PIC16F88)陸上タイム計測器(時報付き) 量産してみようか
結構つかいものになりそうなので,自分達のクラブ以外に試しに使ってもらえそうなクラブに渡して使ってもらい,あくだしをしよう.
ハードウエアの仕様はこれでいったんFix.製作ネックになるのは,やはり本体のプリント基板だ.これも過去の記事にあるように露光器を自作し,極力手作りで実施してきたが,実は結構失敗もしている.失敗を繰り返してわかったことは,以下の3つのポイント.
①露光時間は,8分30秒がBest
②エッチングの際の,温度管理
③エッチング液の量
④エッチング時間(引き上げのタイミング)
露光~感光までは,①の露光時間を守れば,ほぼ失敗は無い.エッチングは,例によってジップロック(小)に基板とエッチング液を入れて湯煎する.この時,袋が破れそうだからと言って袋を2重にすると,温度管理は困難になってしまうので,ジップロックは必ず新品を大事に使うようにすれば,周囲湯温度を43度に維持すれば,エッチング液温は40~42度に保てる.
苦労したのが,③と④だ.いろいろな文献をを読むと,今回使っているサンハヤトの片面感光ポジ基板10K程度だったら,塩化第二鉄200CCで2枚くらいエッチングできる,と読める文献が多かったので,200cc程度で実施していた.すると,温度を適温に保っても,なかなか細部のエッチングが進まない.常識的なエッチング時間,15分~20分程度実施してもまだパターン間に銅箔が残る.こちらもそう暇でないので,やけになってほったらかし,パターン間の銅箔が完全に消えた段階で引き上げると,細いパターンは既にエッチング液の中に溶け込んでいて消えている,という状態だ.
当初は温度管理だと思ったので,少し温度を高めにエッチングしてみたが,これでもうまくいかなかった.ふとエッチングの進行速度から見て,温度と言うよりもエッチング液を増やすほうが効くかな,と思い,250cc程度に増やしてみたら,エッチング時間も18分程度と適正になり,パターンもパターン間も健全になった.

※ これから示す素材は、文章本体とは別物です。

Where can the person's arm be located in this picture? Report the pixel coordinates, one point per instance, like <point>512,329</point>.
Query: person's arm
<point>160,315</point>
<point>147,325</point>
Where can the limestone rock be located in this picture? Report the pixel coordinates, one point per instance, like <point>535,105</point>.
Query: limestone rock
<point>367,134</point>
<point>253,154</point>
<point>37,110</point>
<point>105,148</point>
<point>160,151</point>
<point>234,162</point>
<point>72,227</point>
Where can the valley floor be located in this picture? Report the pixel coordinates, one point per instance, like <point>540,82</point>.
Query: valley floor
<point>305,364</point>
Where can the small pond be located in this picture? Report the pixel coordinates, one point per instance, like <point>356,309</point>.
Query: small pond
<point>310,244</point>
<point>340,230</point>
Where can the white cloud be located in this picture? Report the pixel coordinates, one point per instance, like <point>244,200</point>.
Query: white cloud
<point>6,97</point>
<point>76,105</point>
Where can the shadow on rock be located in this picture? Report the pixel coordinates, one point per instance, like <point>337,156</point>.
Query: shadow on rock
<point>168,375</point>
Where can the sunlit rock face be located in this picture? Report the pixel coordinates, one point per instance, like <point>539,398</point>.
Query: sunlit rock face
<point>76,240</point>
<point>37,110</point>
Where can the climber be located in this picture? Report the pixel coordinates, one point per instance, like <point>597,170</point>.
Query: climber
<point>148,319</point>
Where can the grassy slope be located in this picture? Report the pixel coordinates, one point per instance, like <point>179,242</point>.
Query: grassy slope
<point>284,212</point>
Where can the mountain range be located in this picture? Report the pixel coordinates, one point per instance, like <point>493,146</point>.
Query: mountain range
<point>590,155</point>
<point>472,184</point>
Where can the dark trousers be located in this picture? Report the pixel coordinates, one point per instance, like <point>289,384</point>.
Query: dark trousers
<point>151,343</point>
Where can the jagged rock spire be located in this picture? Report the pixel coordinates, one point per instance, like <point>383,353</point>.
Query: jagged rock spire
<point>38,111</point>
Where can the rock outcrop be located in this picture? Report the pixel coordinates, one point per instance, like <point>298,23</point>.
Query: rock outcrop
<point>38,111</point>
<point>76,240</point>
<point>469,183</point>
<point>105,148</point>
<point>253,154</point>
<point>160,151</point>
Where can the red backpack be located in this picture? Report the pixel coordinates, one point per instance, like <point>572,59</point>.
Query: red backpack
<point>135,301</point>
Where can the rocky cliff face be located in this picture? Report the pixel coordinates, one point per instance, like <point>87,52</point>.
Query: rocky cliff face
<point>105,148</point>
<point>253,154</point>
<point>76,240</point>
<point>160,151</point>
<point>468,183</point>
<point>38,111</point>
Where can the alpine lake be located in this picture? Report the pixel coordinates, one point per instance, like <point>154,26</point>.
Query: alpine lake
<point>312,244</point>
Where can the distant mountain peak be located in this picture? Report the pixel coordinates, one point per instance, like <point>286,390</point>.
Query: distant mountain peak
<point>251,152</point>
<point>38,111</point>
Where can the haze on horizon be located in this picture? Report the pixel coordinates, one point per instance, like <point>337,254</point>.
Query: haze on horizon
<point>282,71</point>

ところで,エッチング液を多めに使えばうまくいくことはわかったが,数を作ろうとすると今度はコストが気になるところ.サンハヤトのエッチング液は,1,000ccで2,410円だった.一枚の基板に250cc使うとすると,380の感光ポジ基板一枚あたり500円のエッチング液が必要になることになる.納得いかない.30年位前は,近所の薬屋さんで購入した.塩化第二鉄溶液は,”普通薬”なので,手軽に購入できたのだ.今近所にこうした薬屋さんは無いが,WEB販売という強い味方がいる.早速検索し,注文することに.今回は,画材通販の"画材販売.jp"から入手した.ここから,”腐食液”で検索すると,500ml入りで350円とある.4本頼んで郵送してもらっても2000以下なので,大変お得.廃液の処理剤は,別途入手する必要はあるが.
こちらは次の難関,穴あけの模様.パターン面から日曜大工用のミニ電動ドリルドライバ+100均で売っているホビー用0.8mmドリル刃により穴を空けると,部品面には左の写真のごとく,バリが多数出る.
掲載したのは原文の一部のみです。